Matthew Dallasen, Yves Fontaine, Edward (Ned) Fitzgerald, Sholto Douglas. Image: FIE / Facebook

Australian men’s foilists show promise in Japan

The Australian men’s foil team has edged closer to the FIE top 16 after a solid performance at the Takamado Trophy in Tokyo, Japan, this weekend.
Seeded 17th at the outset, the Australian team of Matthew Dallasen, Yves Fontaine, Edward (Ned) Fitzgerald and Sholto Douglas comfortably defeated 16th seed Brazil 45-34 in the round of 32.
The Australians couldn’t match the might of world number one USA in their next match however, sustaining a 45-16 defeat.
Fencing for final placings, the Australian men lost narrowly to Germany 45-39 and Poland 45-34 but held their nerve to defeat Denmark 45-43, securing 15th place overall at the tournament.
National Foil Coach Maestro Antonio Signorello was very pleased with the team’s efforts.
“We are rebuilding the team with two very new, young members,” Signorello said, referring to Yves Fontaine and Matthew Dallasen.
“We had never won against Brazil before, so that’s a good achievement for us.
“I also liked most of the performances in the individual event, despite some of the results,” he said.

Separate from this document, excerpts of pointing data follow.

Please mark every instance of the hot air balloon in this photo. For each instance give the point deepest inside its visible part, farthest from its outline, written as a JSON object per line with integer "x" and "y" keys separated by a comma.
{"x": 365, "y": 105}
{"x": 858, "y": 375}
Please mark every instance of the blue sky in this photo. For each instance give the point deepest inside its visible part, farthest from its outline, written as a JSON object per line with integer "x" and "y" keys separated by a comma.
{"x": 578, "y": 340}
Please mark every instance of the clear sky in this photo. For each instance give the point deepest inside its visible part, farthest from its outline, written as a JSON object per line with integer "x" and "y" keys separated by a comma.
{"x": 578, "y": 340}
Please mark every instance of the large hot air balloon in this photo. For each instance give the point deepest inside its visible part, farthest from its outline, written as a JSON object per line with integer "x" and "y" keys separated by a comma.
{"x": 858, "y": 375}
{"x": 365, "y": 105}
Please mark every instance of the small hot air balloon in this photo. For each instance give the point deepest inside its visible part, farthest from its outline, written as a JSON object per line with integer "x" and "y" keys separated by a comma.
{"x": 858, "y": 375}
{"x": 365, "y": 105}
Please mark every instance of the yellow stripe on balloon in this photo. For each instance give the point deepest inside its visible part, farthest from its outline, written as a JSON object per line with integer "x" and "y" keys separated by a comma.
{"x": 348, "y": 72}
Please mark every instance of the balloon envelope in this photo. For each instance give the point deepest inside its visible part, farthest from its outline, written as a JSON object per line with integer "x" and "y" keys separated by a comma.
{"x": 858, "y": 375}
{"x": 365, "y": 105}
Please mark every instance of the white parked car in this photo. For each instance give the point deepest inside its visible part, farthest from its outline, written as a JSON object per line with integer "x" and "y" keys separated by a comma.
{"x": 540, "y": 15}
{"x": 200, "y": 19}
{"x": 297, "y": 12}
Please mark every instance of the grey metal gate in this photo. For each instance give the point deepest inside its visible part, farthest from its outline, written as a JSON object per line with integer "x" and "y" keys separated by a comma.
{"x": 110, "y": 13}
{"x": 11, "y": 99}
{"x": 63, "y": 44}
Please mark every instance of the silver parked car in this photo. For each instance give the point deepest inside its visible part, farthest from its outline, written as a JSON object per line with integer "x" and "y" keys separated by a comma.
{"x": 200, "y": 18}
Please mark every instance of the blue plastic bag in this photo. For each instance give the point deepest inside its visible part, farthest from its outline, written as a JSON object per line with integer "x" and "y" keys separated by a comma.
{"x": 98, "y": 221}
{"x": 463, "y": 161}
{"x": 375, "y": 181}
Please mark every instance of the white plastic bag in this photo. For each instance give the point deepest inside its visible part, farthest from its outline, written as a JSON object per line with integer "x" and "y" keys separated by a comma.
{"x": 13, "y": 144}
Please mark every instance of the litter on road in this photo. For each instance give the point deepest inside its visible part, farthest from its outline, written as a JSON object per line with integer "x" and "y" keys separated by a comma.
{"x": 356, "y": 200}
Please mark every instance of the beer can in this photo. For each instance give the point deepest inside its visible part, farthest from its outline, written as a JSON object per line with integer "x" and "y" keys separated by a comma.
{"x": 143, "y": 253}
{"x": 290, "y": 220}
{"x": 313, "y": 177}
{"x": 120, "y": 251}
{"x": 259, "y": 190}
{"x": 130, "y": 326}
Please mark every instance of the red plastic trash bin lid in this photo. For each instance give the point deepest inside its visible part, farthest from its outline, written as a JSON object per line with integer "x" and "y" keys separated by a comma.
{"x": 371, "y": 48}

National Foil Coach Maestro Antonio Signorello. Image: Facebook / FIE

The 212-strong field competing in the individual Olympic test event in Tokyo proved challenging for Australia’s young fencers, with only three of our eleven entrants qualifying through pools.
Fontaine posted the best result.
With a preliminary ranking of 110 following a 2V4D performance in pools, he fenced confidently in the T128 to secure an upset win against 19th-ranked Sanita (GER) 15-9 before losing to Giacon (NED) 15-9, finishing the event in 95th place.

Maestro Angelo Santangelo with Matthew Dallasen.

Sholto Douglas (3V3D) and Ned Fitzgerald (2V4D) also qualified.
Douglas lost in the preliminary T128 to Pauty (FRA) 15-13, who went on to win silver at the event, and Fitzgerald bowed out in the preliminary T256 courtesy of Sugawara (JPN) 15-11.
Maestro Signorello remains upbeat about Australia’s long term prospects.
“Overall it was a good tour for our foilists,” he said.
“We are good at present and possibly have a brighter future.”